CAPE TOWN, South Africa — Each week, 2,000 women ages 15-24 are infected with HIV in South Africa.
In poor communities, young women are mostly infected through sex with older men who provide for them, and while testing is easy and readily available, few men get tested until they are seriously ill.
“Men have told me that the reason for this is that the clinics are mostly staffed by women and that women talk too much,” said Dr. Annette Houston, who works for Hope, an HIV outreach project with international Catholic funding.
Houston works at a pediatric HIV clinic in Delft, a township on the outskirts of Cape Town. She told CNS unless HIV-positive women and girls are taking antiretroviral drugs, if they contract HIV while breastfeeding they can pass on the virus to their babies. Houston said she sees an “urgent need to persuade breastfeeding women to come for testing every three months.”
In trying to get HIV-positive men to get treatment, Doctors Without Borders and other organizations have begun setting up HIV clinics primarily for men.
Pauline Jooste, who oversees Hope’s community outreach projects, said being HIV-positive still carries a lot of stigma for men and women. She said some mothers will not tell their children that they, too, are infected.
In an interview at Hope’s office in Blikkiesdorp, a temporary settlement area within Delft where 15,000 people live in corrugated tin shacks, Jooste said that to understand the reluctance to talk about being infected “you need to bring it home.”
When health officials ask women when they plan to tell their children they have HIV, “when he or she is ‘old enough’ is the answer you hear,” Jooste said.
“Imagine how difficult it must be to tell a teenager she is HIV-positive and wait for her to ask, ‘So how did you get HIV, Mom?’” she said.
At Delft clinic, “we try to initiate conversations” between mothers and their HIV-positive children, Houston said, noting that children should know their HIV status by the time they are 10 or 11 years old.
“Often, the mother is battling with anger or shame and needs someone to talk to,” she said. “We give mothers and children books that they can read together that can help children understand what HIV is and how to live with it.
“Sometimes the children know, but they don’t tell that they know, which creates an unhealthy dynamic in the family,” she said.
South Africa’s HIV epidemic is among the most severe in the world. According to U.N. estimates, 6.4 million people –12.2 percent of South Africa’s population — are HIV positive.
Dominican Sister Alison Munro, director of the AIDS office for the Southern African Catholic Bishops’ Conference, said about 3.4 million people are on antiretroviral drugs.
The risk of HIV transmission is enormously reduced when those infected take antiretroviral drugs regularly, Munro said in a telephone interview from Pretoria.
Orphans and other vulnerable children are the main focus group of the AIDS office and “we are working on getting as many tested and on treatment” as possible, she said.
Munro said South Africa has 41 orphan programs funded by PEPFAR, the U.S. government initiative to provide AIDS relief, and there are more than 100 other programs in dioceses and parishes across the country.
Until 2008, when a new health minister was appointed, South African officials infuriated AIDS activists by questioning the link between HIV and AIDS and holding back on providing antiretroviral drugs. But Houston said that, since then, “I’ve seen kids born with HIV finish high school and go to college, which is so rewarding.”
The drive to have everyone who tests HIV-positive on medication brings with it the danger of developing drug resistance, she said, noting that in the past treatment was provided to HIV-positive patients only when they became at risk of developing AIDS.
“There’s no coming back from drug resistance,” Houston said, noting that church and other programs work hard to ensure that people adhere to their treatment regimen.

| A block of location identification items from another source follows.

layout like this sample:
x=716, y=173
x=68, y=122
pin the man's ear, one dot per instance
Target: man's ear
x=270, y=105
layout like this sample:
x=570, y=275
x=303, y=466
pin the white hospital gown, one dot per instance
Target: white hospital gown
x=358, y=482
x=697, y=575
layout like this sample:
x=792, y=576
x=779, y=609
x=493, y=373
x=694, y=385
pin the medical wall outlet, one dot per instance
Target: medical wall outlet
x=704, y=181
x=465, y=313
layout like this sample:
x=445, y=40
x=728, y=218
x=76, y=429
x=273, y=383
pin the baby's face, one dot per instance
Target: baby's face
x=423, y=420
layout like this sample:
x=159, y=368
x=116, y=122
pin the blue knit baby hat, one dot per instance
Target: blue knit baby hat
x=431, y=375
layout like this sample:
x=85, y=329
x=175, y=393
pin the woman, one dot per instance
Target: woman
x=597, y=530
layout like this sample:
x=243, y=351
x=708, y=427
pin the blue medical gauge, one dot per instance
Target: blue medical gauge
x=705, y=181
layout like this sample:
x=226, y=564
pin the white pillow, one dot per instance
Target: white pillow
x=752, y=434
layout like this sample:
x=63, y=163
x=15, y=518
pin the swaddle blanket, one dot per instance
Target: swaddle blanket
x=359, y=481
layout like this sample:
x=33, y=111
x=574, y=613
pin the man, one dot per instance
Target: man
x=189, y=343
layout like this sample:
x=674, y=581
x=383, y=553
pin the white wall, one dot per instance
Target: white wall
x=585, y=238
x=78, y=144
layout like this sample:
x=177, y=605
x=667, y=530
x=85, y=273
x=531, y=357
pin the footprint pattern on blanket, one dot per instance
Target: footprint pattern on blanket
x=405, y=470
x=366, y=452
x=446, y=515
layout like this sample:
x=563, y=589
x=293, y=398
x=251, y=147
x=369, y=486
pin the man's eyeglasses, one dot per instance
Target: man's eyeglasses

Avoiding drug resistance “is our biggest challenge now, and we can’t leave children in a situation where they take drugs on an ad hoc basis,” she said.
Hope project staff sometimes move children into temporary care so that their HIV treatment can be managed while the project works to bring stability to their home environments, Houston said.
“Sometimes the mother needs to go for drug or alcohol rehabilitation,” she said, noting that substance abuse is very common in South Africa’s poor communities.
Adherence to a medication regimen among teenagers “is notoriously bad, but this is not unique to HIV,” Houston added.
Jooste said the Hope project services up to 40,000 people a month. She said HIV-positive patients in Blikkiesdorp and other areas are given reference letters for health centers, shown where to go and “told to look out for our health workers wearing red shirts that say Hope.”
The project’s community workers check that patients comply with their medication needs and even accompany those with no income to government offices, where they can apply for social grants, Jooste said.
“A lot can be achieved when you have someone speaking on your behalf,” she said.
Blikkiesdorp, which means tin-can town in the Western Cape language of Afrikaans, has an unemployment rate of about 65 percent, and most residents are on a list for free government housing. Many who live in the area are immigrants from Somalia and Congo and fear attacks on foreigners.
“We never ask for identification documents; we are here to serve everyone,” Jooste said, yet immigrants “don’t even come to our regular family health days where clinics bring their general services to our premises.”